Anlass für das Projekt „Digitale Bürgerdialoge für Kommunen“ gab die Corona-Krise, die Mitte März 2020 die normalen Kommunikationswege innerhalb der Kommunen überraschend kappte. Bürgerversammlungen und Info-Abende durften aus gutem Grund nicht mehr stattfinden. Gleichzeitig wuchs der Bedarf an Austausch zwischen Kommunalverwaltung, Politik und Bürger/innen mit jedem Tag.

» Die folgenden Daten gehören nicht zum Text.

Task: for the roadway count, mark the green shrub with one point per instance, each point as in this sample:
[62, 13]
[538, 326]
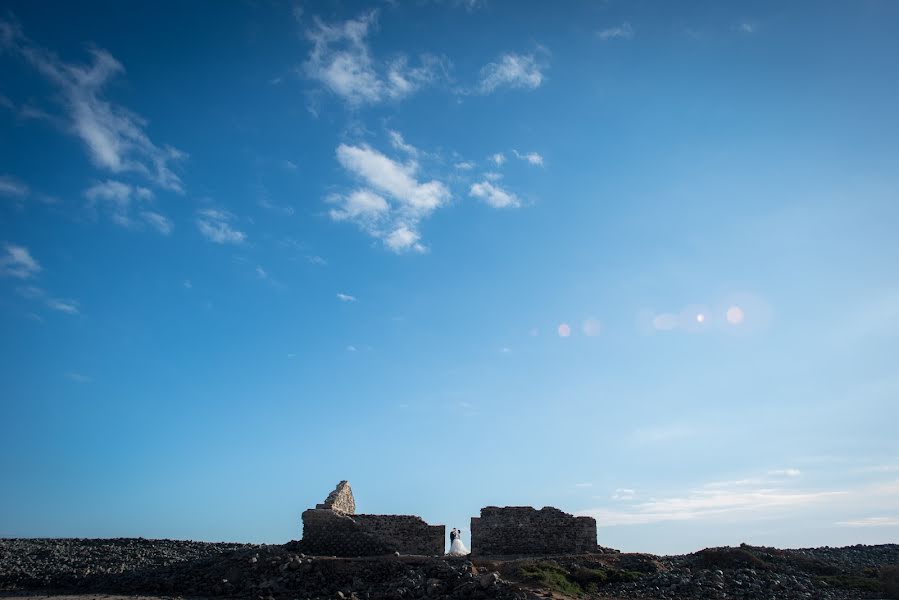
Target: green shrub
[550, 576]
[889, 577]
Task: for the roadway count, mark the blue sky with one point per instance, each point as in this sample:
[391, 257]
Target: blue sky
[636, 260]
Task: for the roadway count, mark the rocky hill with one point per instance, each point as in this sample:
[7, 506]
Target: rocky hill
[179, 568]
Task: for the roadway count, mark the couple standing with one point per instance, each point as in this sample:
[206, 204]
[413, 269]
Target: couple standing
[457, 548]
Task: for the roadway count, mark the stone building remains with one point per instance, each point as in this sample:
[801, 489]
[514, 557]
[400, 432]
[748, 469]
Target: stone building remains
[334, 528]
[522, 530]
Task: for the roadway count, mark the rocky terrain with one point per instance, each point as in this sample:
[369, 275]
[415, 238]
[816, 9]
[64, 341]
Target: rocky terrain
[192, 569]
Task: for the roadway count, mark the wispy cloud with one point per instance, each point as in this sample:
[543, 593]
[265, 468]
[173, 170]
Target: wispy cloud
[115, 137]
[785, 472]
[530, 157]
[69, 307]
[661, 433]
[494, 195]
[397, 141]
[215, 226]
[157, 221]
[513, 71]
[342, 61]
[871, 522]
[79, 378]
[619, 32]
[16, 261]
[623, 494]
[750, 499]
[393, 201]
[11, 187]
[117, 200]
[710, 503]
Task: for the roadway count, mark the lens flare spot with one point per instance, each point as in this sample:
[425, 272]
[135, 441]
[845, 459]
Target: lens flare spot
[735, 315]
[591, 327]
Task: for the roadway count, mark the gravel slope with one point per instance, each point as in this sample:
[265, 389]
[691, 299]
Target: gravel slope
[180, 568]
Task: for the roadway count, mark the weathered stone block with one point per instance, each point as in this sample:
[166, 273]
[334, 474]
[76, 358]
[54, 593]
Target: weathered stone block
[333, 528]
[341, 499]
[523, 530]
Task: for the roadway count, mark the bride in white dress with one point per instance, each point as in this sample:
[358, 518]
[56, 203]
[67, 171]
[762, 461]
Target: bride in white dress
[457, 548]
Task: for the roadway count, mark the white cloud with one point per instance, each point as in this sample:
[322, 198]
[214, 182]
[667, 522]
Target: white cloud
[115, 137]
[591, 327]
[342, 60]
[623, 494]
[397, 141]
[871, 522]
[118, 197]
[394, 216]
[12, 187]
[16, 261]
[710, 504]
[754, 499]
[661, 433]
[162, 224]
[623, 32]
[70, 307]
[402, 238]
[516, 71]
[215, 226]
[360, 205]
[785, 472]
[393, 178]
[494, 195]
[531, 157]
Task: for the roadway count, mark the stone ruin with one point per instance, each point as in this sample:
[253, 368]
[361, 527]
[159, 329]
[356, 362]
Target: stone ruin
[333, 528]
[522, 530]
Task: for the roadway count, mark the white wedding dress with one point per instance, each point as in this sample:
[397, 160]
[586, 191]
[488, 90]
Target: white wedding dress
[458, 548]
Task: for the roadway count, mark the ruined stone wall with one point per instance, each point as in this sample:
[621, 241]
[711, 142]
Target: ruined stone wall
[332, 528]
[522, 530]
[408, 534]
[329, 533]
[341, 499]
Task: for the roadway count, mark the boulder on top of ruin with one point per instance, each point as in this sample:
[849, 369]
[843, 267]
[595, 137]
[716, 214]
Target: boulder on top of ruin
[340, 500]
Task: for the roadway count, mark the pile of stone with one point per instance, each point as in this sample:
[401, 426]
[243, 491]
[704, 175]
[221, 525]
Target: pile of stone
[259, 572]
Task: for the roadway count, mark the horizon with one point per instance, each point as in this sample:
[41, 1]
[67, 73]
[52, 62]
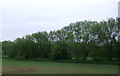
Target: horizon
[44, 15]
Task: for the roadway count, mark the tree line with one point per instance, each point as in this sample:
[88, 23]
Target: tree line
[79, 41]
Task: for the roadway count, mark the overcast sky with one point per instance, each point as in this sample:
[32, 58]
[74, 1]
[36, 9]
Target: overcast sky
[22, 17]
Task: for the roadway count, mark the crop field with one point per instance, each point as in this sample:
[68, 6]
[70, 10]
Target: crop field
[36, 67]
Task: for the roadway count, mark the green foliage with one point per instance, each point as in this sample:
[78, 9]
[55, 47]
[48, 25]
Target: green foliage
[79, 40]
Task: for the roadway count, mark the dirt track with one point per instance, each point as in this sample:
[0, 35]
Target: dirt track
[17, 70]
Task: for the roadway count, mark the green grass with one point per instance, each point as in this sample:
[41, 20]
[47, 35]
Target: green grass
[61, 68]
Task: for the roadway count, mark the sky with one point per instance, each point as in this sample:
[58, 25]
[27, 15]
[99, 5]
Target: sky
[22, 17]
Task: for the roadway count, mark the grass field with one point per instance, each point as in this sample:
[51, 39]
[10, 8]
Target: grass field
[36, 67]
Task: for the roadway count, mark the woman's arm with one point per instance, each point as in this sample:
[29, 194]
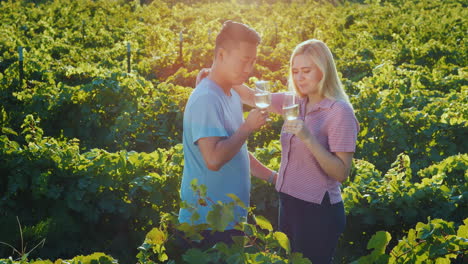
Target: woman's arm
[336, 165]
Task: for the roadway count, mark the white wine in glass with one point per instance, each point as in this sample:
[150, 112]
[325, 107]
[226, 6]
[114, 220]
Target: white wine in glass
[290, 106]
[262, 95]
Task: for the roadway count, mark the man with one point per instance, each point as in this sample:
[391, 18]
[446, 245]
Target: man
[215, 134]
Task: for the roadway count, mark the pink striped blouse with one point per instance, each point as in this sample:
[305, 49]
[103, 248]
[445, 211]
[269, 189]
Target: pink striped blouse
[335, 127]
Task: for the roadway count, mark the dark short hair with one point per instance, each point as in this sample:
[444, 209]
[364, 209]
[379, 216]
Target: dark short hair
[233, 33]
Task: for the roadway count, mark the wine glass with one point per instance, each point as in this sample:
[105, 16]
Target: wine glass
[290, 106]
[262, 95]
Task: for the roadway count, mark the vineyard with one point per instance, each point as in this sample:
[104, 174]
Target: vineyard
[92, 97]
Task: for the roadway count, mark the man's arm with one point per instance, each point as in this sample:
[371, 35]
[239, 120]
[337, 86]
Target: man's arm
[217, 151]
[247, 94]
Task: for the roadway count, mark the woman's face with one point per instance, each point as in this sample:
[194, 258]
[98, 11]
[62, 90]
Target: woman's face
[306, 75]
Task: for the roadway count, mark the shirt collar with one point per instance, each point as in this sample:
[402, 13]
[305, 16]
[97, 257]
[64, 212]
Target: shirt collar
[326, 103]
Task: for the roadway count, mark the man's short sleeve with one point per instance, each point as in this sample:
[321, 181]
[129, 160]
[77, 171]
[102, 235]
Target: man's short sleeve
[207, 118]
[343, 129]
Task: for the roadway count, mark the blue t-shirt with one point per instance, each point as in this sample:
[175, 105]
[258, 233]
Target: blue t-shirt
[212, 113]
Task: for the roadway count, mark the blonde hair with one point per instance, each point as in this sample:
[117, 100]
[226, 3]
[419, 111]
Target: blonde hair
[330, 86]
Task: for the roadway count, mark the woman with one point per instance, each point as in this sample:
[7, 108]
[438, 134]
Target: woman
[317, 151]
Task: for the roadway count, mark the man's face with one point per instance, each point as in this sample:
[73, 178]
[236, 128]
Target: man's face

Dieses Dilemma erkannte die Bertelsmann Stiftung und entwickelte das Konzept „Digitale Bürgerdialoge für Kommunen“. Oestrich-Winkel gewann als eine von nur zehn Kommunen in Deutschland die Ausschreibung. Der digitale Bürgerdialog thematisierte die Corona-Krise und ihre Auswirkungen. Er bot die Möglichkeit für persönlichen Austausch, Feedback und Verbesserungsvorschläge.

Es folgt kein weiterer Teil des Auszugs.